Introduction: Esophageal achalasia is a typical esophageal motility disorder (EMD). Although viral infections have been hypothesized to play a role in the pathogenesis of esophageal achalasia, its etiology remains unclear. This study used esophageal muscle layer specimens collected during per-oral endoscopic myotomy (POEM) procedures to investigate the association between esophageal achalasia and esophagogastric junction outflow obstruction (EGJOO) and pattern recognition receptors.

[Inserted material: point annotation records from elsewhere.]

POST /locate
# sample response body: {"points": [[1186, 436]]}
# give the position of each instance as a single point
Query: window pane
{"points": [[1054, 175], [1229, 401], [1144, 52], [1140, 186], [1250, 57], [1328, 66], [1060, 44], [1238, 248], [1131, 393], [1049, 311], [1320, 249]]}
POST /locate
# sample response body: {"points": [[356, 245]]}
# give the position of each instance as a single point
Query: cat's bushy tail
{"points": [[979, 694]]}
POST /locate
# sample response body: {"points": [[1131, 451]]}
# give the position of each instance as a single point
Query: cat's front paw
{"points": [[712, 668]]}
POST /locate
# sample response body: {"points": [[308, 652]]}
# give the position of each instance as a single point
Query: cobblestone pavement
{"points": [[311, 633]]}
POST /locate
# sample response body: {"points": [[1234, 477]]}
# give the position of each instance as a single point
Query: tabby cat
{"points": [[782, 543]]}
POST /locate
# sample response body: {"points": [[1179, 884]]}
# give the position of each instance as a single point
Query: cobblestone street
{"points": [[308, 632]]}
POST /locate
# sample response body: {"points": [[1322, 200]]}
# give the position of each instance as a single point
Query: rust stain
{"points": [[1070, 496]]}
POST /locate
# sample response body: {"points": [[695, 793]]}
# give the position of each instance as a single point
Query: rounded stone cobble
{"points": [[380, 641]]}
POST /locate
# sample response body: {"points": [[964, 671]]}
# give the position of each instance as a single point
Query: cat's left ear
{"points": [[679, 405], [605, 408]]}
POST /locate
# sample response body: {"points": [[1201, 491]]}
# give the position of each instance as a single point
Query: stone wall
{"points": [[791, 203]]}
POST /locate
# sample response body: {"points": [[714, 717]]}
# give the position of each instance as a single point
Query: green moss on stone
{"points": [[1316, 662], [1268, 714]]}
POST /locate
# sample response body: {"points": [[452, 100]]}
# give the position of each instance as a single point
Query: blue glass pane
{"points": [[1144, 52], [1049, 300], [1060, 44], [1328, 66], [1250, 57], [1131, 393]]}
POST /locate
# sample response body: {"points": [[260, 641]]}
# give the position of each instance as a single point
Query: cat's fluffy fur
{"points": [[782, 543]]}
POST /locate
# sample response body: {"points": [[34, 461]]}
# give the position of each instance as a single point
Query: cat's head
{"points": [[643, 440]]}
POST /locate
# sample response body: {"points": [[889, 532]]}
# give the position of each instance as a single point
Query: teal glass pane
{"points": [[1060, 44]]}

Methods: Patients with esophageal achalasia and EGJOO who underwent POEM were allocated to the EMD group. Biopsies of the inner circular muscle were conducted during the POEM procedure. The control group comprised individuals diagnosed with esophageal squamous cell carcinoma who underwent surgical resection. Expression of pattern recognition receptors, including Toll-like receptor (TLR) 7, was examined by polymerase chain reaction. Immunohistochemical staining was performed to determine TLR7 expression sites in the esophageal muscle layer, and the relationship between TLR7 mRNA expression and clinical score was investigated.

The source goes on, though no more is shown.